O que é uma lata de Coca Cola? Pergunto-me às 12h52min aqui na França? Penso em levá-la comigo, guardar mais que na memória o momento e colocá-la na bagagem de volta daqui a um ano. Mas, o que levaria comigo? O momento e o sentimento que envolvem a lata de Coca Cola teriam ficado para trás, nada mais diriam da sexta-feira chuvosa e fria que ainda é e que no futuro já terá sido esquecida. Não só ela, o sentimento do momento, do despertar que uma simples lata de Coca Cola pode produzir em nós.
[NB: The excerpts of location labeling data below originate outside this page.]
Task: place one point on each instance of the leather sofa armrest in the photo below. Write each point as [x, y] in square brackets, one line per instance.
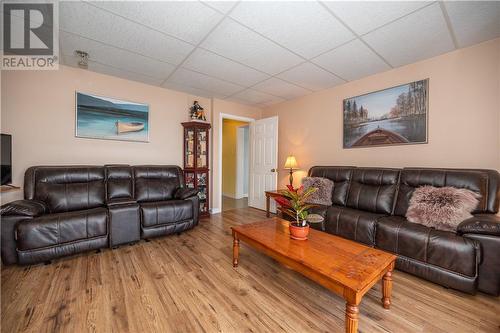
[29, 208]
[120, 201]
[484, 224]
[184, 193]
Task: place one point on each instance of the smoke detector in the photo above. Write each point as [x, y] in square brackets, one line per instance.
[84, 59]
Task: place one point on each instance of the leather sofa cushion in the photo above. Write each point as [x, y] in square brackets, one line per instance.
[165, 212]
[340, 176]
[373, 189]
[119, 182]
[435, 247]
[156, 183]
[352, 224]
[474, 180]
[29, 208]
[65, 189]
[56, 229]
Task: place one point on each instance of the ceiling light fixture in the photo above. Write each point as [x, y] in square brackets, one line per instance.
[84, 59]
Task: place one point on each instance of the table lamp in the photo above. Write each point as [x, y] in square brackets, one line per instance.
[291, 164]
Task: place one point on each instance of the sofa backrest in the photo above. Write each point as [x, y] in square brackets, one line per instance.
[483, 182]
[156, 183]
[373, 189]
[341, 177]
[119, 181]
[65, 188]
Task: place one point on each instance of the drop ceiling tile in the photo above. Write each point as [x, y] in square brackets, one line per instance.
[221, 6]
[236, 42]
[303, 27]
[187, 20]
[418, 36]
[281, 88]
[310, 76]
[219, 67]
[189, 78]
[352, 61]
[364, 16]
[88, 21]
[253, 97]
[474, 22]
[114, 57]
[108, 70]
[189, 90]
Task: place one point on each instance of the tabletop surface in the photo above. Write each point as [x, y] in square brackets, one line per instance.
[352, 264]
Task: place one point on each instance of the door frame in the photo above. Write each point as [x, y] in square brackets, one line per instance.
[240, 160]
[223, 116]
[273, 205]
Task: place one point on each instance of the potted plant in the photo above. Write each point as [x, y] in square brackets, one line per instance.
[292, 202]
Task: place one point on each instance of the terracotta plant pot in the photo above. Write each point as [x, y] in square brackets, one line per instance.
[299, 233]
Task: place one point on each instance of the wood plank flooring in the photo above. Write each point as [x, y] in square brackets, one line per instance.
[187, 283]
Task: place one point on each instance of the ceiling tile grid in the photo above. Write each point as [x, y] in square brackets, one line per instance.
[109, 70]
[311, 77]
[281, 88]
[187, 20]
[93, 23]
[111, 56]
[239, 43]
[302, 27]
[264, 52]
[422, 35]
[201, 81]
[474, 22]
[352, 61]
[214, 65]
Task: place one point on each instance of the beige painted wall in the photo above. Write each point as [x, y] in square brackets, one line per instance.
[38, 109]
[464, 116]
[224, 107]
[229, 144]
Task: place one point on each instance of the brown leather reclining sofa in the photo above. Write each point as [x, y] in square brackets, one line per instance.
[72, 209]
[370, 204]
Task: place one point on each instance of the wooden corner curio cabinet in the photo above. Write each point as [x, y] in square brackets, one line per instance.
[196, 163]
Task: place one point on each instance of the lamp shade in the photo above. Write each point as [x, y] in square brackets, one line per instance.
[291, 163]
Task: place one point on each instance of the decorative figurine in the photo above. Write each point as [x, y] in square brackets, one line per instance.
[197, 112]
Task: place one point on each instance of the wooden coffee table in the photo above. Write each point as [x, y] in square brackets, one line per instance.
[347, 268]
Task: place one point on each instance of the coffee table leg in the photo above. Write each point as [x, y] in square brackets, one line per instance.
[387, 289]
[351, 318]
[236, 250]
[268, 205]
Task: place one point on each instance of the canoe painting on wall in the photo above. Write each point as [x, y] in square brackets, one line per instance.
[111, 119]
[393, 116]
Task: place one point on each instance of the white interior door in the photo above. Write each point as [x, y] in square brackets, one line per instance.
[263, 161]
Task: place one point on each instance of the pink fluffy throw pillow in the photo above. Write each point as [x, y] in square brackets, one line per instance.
[442, 208]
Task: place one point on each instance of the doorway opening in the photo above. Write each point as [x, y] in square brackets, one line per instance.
[235, 163]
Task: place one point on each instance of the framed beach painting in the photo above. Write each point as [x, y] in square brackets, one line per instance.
[393, 116]
[108, 118]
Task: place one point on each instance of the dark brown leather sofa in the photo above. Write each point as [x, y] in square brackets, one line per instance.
[370, 204]
[73, 209]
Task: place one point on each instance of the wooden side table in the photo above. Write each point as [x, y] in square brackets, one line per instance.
[269, 195]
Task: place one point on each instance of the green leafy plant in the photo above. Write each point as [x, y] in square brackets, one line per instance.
[292, 202]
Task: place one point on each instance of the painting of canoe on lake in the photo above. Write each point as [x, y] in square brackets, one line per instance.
[392, 116]
[112, 119]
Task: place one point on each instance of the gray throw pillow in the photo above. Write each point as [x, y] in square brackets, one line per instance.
[442, 208]
[323, 196]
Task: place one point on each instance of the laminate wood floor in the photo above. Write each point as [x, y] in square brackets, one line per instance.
[187, 283]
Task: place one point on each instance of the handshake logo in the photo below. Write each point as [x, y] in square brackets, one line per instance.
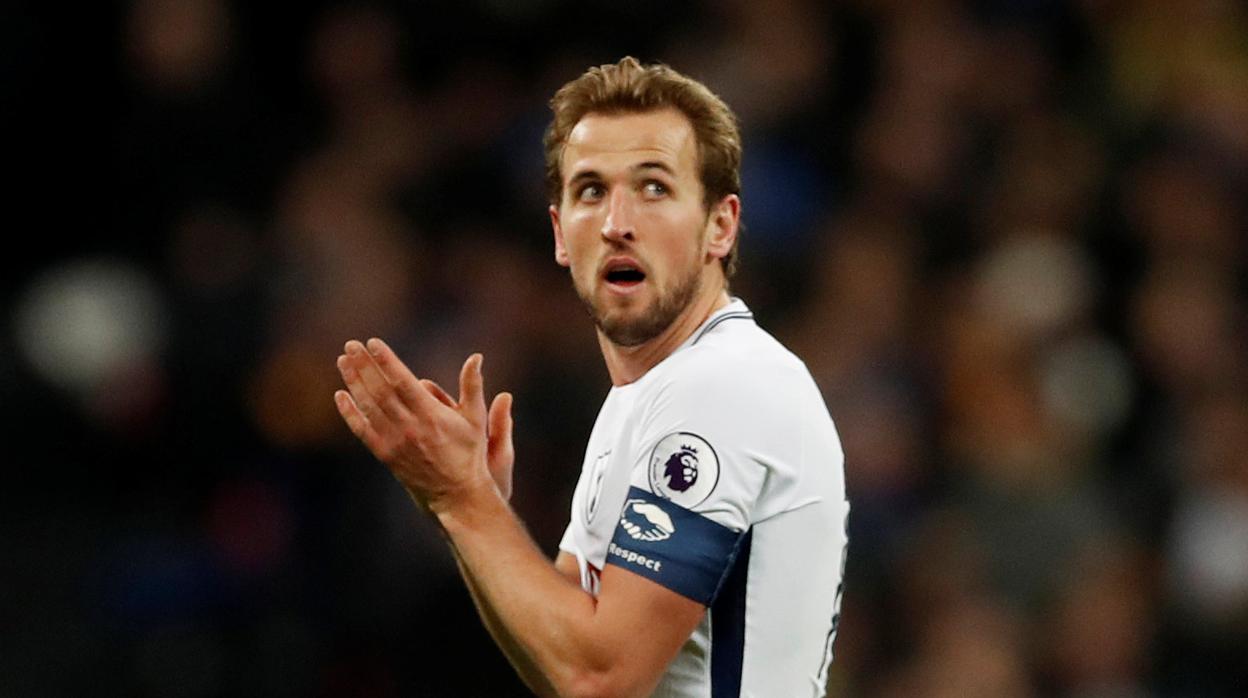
[644, 521]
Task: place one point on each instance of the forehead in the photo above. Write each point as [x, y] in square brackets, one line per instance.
[622, 140]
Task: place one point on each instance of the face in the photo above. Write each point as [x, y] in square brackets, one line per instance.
[632, 225]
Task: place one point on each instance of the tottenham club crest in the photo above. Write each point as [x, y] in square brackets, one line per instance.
[683, 468]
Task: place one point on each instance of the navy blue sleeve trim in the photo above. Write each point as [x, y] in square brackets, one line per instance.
[728, 627]
[673, 546]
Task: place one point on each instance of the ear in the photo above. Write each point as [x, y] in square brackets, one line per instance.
[560, 252]
[721, 226]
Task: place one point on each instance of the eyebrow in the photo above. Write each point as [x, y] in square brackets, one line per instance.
[648, 165]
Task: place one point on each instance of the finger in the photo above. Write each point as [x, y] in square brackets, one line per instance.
[356, 421]
[375, 383]
[472, 390]
[360, 396]
[501, 421]
[394, 371]
[436, 391]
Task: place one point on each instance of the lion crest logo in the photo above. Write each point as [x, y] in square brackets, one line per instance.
[682, 468]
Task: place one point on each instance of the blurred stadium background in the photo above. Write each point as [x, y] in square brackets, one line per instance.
[1009, 239]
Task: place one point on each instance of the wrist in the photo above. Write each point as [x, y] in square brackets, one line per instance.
[466, 503]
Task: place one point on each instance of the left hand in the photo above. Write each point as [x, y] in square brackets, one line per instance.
[436, 447]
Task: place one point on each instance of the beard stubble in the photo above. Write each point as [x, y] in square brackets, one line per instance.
[663, 311]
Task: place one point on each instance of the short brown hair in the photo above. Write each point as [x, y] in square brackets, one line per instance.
[628, 86]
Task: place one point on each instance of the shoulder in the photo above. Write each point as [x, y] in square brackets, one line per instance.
[735, 361]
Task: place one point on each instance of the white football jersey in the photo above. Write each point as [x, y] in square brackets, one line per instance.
[720, 476]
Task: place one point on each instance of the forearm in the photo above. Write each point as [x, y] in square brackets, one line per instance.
[524, 664]
[549, 618]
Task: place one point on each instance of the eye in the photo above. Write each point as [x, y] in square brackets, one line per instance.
[654, 189]
[590, 191]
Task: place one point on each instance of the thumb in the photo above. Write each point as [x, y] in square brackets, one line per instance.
[472, 390]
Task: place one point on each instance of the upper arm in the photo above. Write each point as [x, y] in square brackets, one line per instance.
[642, 626]
[567, 566]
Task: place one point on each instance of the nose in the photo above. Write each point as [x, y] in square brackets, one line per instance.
[618, 224]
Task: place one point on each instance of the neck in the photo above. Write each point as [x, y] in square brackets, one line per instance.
[629, 363]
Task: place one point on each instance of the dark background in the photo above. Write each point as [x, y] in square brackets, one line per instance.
[1009, 239]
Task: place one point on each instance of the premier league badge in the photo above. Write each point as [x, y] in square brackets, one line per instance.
[683, 468]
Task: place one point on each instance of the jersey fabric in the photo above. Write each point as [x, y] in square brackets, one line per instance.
[719, 475]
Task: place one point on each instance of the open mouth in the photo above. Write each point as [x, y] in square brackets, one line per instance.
[623, 274]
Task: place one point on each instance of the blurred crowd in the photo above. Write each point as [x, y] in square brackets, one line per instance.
[1010, 240]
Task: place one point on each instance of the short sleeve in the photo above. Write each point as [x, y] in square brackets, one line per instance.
[694, 487]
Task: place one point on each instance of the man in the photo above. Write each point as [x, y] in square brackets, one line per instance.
[705, 550]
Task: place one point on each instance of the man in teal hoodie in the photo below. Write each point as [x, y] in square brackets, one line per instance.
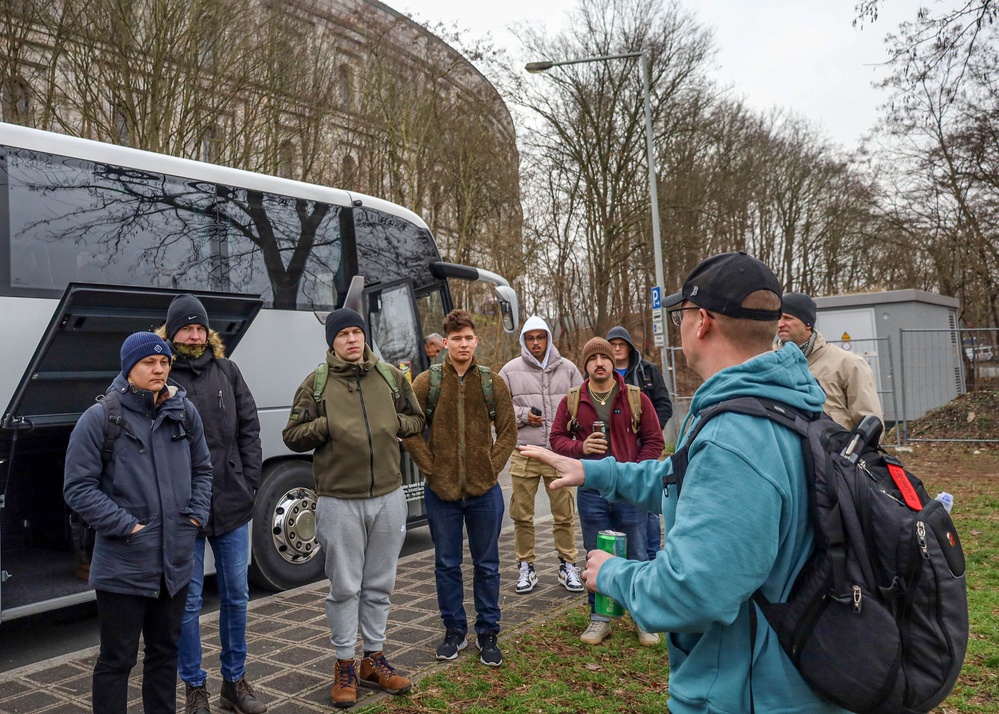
[741, 522]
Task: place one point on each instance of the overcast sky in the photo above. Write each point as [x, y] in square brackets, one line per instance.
[801, 55]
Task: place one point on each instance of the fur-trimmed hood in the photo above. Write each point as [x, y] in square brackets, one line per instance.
[214, 341]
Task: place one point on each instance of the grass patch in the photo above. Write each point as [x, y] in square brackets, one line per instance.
[546, 669]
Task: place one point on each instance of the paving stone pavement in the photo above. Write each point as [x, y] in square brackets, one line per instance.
[289, 656]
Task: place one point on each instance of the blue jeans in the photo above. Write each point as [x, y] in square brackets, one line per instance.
[482, 517]
[653, 536]
[596, 514]
[232, 557]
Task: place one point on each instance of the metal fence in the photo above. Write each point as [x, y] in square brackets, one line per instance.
[939, 365]
[878, 353]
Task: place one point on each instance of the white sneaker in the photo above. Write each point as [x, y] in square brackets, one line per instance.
[527, 578]
[595, 633]
[647, 639]
[568, 575]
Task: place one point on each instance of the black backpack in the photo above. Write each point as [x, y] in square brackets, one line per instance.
[113, 426]
[877, 620]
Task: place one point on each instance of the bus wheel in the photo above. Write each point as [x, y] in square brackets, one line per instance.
[285, 551]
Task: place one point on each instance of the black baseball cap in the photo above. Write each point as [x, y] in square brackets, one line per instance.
[722, 282]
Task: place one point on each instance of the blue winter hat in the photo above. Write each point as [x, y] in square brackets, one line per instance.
[140, 345]
[342, 319]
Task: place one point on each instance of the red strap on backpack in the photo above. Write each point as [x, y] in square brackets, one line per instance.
[902, 482]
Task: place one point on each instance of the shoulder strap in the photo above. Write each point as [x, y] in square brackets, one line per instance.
[226, 367]
[436, 376]
[389, 378]
[752, 406]
[635, 402]
[319, 381]
[189, 419]
[486, 377]
[112, 424]
[572, 405]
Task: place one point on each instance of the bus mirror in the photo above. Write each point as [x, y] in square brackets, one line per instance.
[509, 309]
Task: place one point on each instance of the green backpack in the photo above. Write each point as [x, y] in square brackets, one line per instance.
[323, 373]
[437, 376]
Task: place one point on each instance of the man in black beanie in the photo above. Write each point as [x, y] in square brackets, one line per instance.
[232, 430]
[847, 379]
[352, 410]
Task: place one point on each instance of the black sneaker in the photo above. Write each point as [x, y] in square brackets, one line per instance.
[240, 697]
[197, 700]
[454, 642]
[489, 652]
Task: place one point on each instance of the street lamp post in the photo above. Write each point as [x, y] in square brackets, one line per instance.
[538, 68]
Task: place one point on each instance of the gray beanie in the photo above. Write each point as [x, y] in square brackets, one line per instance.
[341, 319]
[185, 310]
[800, 306]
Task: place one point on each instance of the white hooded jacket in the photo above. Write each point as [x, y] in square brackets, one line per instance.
[540, 384]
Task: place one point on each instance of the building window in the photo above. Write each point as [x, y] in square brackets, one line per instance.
[210, 145]
[286, 160]
[348, 172]
[119, 126]
[16, 101]
[346, 85]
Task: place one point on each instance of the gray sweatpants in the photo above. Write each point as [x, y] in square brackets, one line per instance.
[362, 539]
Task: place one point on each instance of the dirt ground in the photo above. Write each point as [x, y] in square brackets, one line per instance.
[974, 415]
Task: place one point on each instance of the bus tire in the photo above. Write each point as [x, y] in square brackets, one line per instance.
[284, 548]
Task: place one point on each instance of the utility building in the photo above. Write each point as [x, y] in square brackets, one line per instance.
[911, 340]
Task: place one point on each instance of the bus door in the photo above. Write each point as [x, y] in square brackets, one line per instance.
[397, 338]
[74, 362]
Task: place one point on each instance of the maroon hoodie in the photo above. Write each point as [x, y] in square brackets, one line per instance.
[625, 444]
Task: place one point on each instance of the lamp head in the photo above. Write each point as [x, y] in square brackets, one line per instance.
[538, 67]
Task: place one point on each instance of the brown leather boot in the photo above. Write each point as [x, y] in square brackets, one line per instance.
[377, 673]
[344, 692]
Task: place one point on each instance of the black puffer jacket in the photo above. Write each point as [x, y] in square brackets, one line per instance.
[646, 376]
[155, 477]
[232, 430]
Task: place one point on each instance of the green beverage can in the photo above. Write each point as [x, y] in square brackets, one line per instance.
[615, 543]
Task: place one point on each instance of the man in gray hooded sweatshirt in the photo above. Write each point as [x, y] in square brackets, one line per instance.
[538, 381]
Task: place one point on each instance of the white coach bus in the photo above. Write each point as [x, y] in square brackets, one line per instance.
[95, 240]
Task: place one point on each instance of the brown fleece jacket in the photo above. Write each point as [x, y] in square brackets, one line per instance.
[461, 460]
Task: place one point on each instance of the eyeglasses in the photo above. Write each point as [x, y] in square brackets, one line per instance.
[676, 314]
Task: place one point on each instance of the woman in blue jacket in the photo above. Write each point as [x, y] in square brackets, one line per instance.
[146, 502]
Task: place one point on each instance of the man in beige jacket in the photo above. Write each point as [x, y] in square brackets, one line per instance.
[847, 379]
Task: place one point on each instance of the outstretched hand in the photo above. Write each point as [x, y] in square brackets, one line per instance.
[570, 471]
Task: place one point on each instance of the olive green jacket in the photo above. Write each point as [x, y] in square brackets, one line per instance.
[461, 460]
[354, 429]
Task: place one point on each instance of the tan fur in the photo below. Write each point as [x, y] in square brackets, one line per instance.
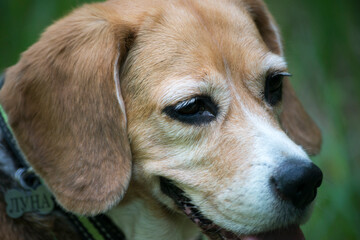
[64, 108]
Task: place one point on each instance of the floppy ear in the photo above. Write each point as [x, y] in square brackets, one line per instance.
[294, 119]
[65, 107]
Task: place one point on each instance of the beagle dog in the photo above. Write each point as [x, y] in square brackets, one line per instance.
[173, 117]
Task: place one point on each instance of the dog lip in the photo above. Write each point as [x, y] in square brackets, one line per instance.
[215, 232]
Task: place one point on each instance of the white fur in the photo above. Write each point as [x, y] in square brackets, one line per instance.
[138, 222]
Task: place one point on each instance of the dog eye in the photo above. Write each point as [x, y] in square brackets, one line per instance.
[196, 111]
[273, 87]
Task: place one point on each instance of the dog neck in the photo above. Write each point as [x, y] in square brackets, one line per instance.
[140, 219]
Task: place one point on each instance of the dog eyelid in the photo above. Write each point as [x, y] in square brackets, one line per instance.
[197, 110]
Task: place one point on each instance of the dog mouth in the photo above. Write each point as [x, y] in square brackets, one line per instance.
[214, 231]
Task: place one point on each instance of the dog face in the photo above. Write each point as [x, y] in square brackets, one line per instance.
[193, 96]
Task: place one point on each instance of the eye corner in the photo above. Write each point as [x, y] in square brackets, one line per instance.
[273, 87]
[196, 110]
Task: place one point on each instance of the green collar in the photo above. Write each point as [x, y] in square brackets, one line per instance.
[99, 227]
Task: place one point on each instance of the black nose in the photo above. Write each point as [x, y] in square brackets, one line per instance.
[297, 181]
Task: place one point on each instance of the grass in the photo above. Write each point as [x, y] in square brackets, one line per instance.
[322, 45]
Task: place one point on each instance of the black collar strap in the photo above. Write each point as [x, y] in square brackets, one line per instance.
[100, 226]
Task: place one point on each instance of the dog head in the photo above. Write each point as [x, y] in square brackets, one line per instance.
[191, 98]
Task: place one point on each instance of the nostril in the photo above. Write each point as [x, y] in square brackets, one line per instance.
[297, 181]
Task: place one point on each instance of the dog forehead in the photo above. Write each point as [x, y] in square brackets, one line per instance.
[197, 39]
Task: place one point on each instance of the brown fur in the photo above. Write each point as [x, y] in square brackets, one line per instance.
[62, 103]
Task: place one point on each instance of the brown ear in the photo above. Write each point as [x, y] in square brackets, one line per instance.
[294, 119]
[65, 107]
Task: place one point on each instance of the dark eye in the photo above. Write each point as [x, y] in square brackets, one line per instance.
[196, 111]
[273, 87]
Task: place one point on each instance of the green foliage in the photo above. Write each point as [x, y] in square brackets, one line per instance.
[322, 45]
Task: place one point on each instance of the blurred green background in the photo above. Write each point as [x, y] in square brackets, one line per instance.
[322, 45]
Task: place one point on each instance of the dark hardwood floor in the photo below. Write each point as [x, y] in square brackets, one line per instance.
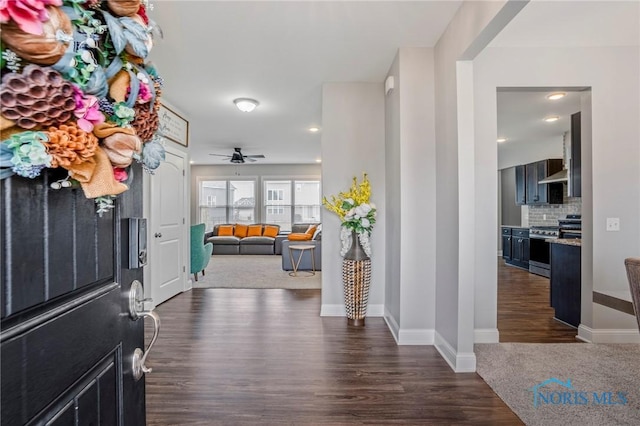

Olho para a lata de Coca Cola. Há a estampa de dois jogadores da Seleção Francesa de Futebol. Embora seja novembro, ainda é o ano da Copa do Mundo e os franceses não se cansam de lembrar disso nas bandeiras que ficaram esquecidas nas janelas das casas, nos parapeitos, nas propagandas velhas que ainda não foram substituídas, nas figuras de um Mbappé sorridente que insiste em mostrar ao mundo os "Bleus". E agora, na lata de Coca Cola, ele está a me olhar, enquanto eu como um "Rosette", nada mais do que pão com salame.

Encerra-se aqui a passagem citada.